Era de noche. Nadie había entrado en la joyería desde la tarde. Yo lo miraba al hombrecito, abstraído en las reflexiones que él vertiera con pasión y generosidad. El reloj, en mi mano, había avanzado más de diez kilómetros y lo dejé súbitamente sobre el mostrador, como si pudiera, con esa actitud, detener mi tiempo.

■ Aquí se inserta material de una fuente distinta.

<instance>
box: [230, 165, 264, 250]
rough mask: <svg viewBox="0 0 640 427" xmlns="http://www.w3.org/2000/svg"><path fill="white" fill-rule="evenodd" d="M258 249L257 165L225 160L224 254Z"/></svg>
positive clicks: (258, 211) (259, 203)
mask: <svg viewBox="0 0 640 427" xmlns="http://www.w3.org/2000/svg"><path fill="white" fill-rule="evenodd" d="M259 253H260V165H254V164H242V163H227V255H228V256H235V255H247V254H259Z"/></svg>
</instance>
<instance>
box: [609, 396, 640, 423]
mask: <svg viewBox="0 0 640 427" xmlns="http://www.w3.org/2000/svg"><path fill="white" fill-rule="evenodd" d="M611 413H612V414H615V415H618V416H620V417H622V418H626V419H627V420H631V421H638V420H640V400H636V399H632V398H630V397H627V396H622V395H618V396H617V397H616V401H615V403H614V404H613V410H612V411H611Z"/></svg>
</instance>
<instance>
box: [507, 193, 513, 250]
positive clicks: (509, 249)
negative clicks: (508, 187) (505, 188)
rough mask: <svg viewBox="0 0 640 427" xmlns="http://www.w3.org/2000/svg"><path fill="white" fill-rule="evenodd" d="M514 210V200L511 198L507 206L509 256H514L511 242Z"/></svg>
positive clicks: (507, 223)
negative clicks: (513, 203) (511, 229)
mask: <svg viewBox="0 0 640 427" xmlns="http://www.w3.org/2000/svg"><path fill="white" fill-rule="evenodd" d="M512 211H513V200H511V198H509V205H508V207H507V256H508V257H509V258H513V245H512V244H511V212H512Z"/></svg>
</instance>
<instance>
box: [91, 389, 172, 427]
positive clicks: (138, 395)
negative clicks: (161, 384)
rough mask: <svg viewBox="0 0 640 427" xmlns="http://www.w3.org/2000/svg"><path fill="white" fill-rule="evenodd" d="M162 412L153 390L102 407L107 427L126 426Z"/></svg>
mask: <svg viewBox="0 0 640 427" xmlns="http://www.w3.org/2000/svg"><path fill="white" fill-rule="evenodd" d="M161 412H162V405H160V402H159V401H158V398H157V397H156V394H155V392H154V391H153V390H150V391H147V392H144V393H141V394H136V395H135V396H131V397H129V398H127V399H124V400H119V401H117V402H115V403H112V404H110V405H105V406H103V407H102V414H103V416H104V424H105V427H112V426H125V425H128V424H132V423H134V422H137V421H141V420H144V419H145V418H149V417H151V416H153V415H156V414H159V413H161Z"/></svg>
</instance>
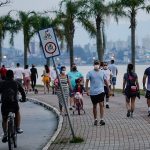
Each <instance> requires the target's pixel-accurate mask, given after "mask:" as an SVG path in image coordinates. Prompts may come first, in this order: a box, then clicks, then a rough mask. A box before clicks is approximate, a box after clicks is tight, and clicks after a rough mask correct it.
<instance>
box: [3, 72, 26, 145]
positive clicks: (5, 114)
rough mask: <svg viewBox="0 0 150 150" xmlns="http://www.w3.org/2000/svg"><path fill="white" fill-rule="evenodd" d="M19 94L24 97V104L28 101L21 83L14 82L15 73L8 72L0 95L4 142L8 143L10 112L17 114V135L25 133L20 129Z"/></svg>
mask: <svg viewBox="0 0 150 150" xmlns="http://www.w3.org/2000/svg"><path fill="white" fill-rule="evenodd" d="M18 92H20V93H21V95H22V102H25V101H26V95H25V92H24V89H23V88H22V86H21V84H20V83H19V82H16V81H15V80H14V73H13V71H12V70H8V71H7V73H6V80H5V81H2V83H1V85H0V93H1V100H2V105H1V114H2V128H3V132H4V135H3V138H2V142H3V143H5V142H7V118H8V114H9V112H10V111H12V112H14V113H15V122H16V128H17V130H16V131H17V133H18V134H19V133H20V134H21V133H22V132H23V130H22V129H20V120H21V116H20V111H19V104H18Z"/></svg>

-No tema- añadió, mientras se quitaba los anteojos con un gesto suave y lento -; era una prueba. Nadie entra en estas nociones sin dejar una parte de su vida. Ningún conocimiento deja de cobrar lo suyo. Ahora sé que usted me escuchó con atención; que me comprendió y que merece llevárselo. Tome, cuídelo y, cuando llegue el momento, déselo a quien corresponda.
Entró en la trastienda, sin despedirse ni despedirme. Lo esperé un largo rato, hasta que me sentí invadido por un inesperado cansancio. Cuando salía de la joyería, me sorprendió un joven dependiente a quien no había visto, que en ese momento se disponía a cerrar la cortina metálica. Al saludarme, sospeché quien era y le entregué el reloj. Lo tomó, sonrió, cerró los ojos y se concentró. Cuando me lo devolvió, comprobé que marcaba 449.
Me alejé, asombrado, más viejo y fundamentalmente distinto. El tic-tac en mi mano me acompañaba y me acompañaría una buena parte del resto de mis kilómetros.